LOS ANGELES: With environmental concerns mounting, a lawsuit has been filed against a property owner and a Midwest auto-auction company after 5,000 potentially storm-damaged vehicles have been transported to and dumped in the township in the weeks since Hurricane Sandy.
Officials said this week that Barnegat Holdings, owner of the Johnson’s gravel pit area on West Bay Avenue, did not secure the necessary approvals or permits to run the operation that has trucked in thousands of vehicles to the township’s rural west side.
The vehicles are being transported to the 100-acre-plus property by contractors through Insurance Auto Auctions (IAA) of Westchester, Ill., which also is named as a defendant in the lawsuit.
The suit claims the company is creating an inventory of vehicles for an auction, and raises concerns about the potential leakage of hazardous materials into the township’s ground and groundwater.
Township attorney Jerry Dasti said a complaint was filed on Thursday in Ocean County Superior Court against Barnegat Holdings. During a hearing on Thursday, Judge John A. Peterson issued an order allowing a visit to the property, Dasti said.
The order said that IAA can continue to use the property as a storage facility for the vehicles that are there but that as of 5 p.m. today, no additional vehicles are permitted at the site.
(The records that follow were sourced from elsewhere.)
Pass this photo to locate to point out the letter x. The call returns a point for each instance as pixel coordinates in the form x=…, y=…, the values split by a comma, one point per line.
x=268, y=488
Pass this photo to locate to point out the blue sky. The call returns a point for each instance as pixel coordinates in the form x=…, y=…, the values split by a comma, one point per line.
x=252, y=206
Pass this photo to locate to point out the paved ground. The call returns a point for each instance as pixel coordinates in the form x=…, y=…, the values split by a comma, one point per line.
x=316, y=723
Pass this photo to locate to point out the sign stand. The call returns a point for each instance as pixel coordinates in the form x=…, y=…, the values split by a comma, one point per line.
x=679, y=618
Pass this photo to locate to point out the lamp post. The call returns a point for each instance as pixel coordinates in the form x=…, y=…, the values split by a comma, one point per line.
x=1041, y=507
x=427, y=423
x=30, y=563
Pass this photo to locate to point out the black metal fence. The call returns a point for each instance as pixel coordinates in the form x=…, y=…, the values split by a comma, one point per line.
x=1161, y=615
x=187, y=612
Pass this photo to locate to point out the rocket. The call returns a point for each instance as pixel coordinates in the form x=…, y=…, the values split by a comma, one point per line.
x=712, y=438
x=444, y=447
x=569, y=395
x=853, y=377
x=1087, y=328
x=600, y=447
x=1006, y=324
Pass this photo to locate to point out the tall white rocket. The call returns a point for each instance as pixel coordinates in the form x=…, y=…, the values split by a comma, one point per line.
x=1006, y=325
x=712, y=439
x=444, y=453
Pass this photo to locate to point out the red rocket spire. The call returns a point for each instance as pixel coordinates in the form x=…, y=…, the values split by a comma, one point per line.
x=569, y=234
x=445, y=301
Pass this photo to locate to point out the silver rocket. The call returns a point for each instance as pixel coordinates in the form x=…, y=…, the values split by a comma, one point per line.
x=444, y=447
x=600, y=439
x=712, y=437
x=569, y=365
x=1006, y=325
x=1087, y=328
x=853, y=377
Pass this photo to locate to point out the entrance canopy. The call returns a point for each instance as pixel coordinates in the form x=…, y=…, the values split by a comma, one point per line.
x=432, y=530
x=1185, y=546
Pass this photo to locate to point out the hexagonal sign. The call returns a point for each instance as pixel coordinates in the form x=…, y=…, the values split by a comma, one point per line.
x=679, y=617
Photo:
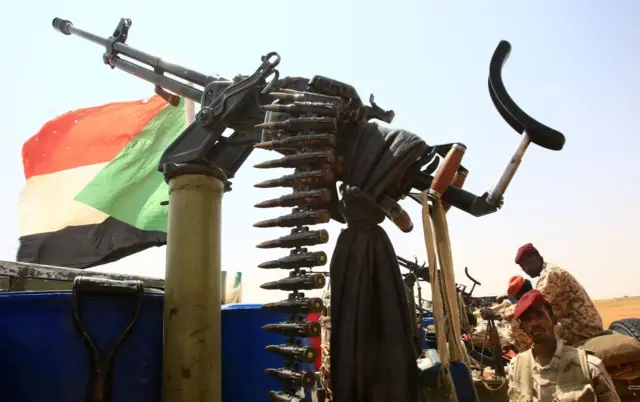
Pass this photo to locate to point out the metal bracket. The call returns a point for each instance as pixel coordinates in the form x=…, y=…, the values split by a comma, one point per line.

IAA declined to comment about the lawsuit.
Barnegat Holdings attorney John Novak said he has requested the Pinelands Commission and state Department of Environmental Protection meet to discuss a resolution but has not received a response.
“Before there is the expense of litigation, why don’t we get people together as early as on Monday to discuss this? But (Jerry) Dasti ... informed me that they would be filing litigation as early as possible,” Novak said on Thursday.
The vehicles represent a temporary use of a property based on an emergency, and so far more than 100 vehicles have been removed, Novak said.
“There needs to be a safe place for these cars to be stored so they can be photographed and inspected properly,” Novak said.
Dasti, along with township Administrator Dave Breeden and representatives of the New Jersey Pinelands Commission, toured the site on Friday afternoon.
Dasti said there are about 5,000 vehicles at the site and that, although he was expecting to see cars piled on top of one another, the conditions there are orderly.
In the lawsuit it is alleged that “the storage of the damaged vehicles on the properties is a threat to the health, safety and welfare of the residents of the township.”
Dasti said there is an expectation that the operation will be completed in about six to nine months and that all vehicles will be removed from the site.
Novak said the vehicles are intact and not leaking and do not pose an environmental hazard.
Representatives from the DEP visited the property last week and spent a half-day inspecting vehicles and found that two of them had to be removed because one had sustained fire damage and another impact damage, he said.
DEP spokesman Bob Considine wrote in an email this week that the Pinelands Commission contacted the DEP about the issue and the agency supports the commission’s contention that the storage of motor vehicles should not be permitted in the Pinelands.
“The disposal of this type of material should not be on grass or sand, let alone an environmentally sensitive area like the Pinelands,” Considine said.
Last week, Charles M. Horner, director of regulatory programs at the Pinelands Commission, wrote a letter to the property owner detailing the permitting process it failed to follow and the state’s environmental concerns. He said the current use of the property is a violation of the permitted land-use standards of the township and the Pinelands Comprehensive Management Plan.
Breeden said the township code-enforcement office began issuing citations earlier this week for violations including the use of land without approval, storing unlicensed vehicles and failure to obtain license to buy, sell or store automobiles.
Novak said on Thursday that he has filed for an appearance in municipal court to respond to the citations and has been informed that the township will continue to issue them every day.
“We have grave concern about thousands of cars being stored onsite without the proper safety and environmental concerns being taken into consideration,” Breeden said.
He said officials started to catch wind of the activity over the Thanksgiving holiday as flatbed trucks traveled the rural West Bay Avenue delivering the vehicles.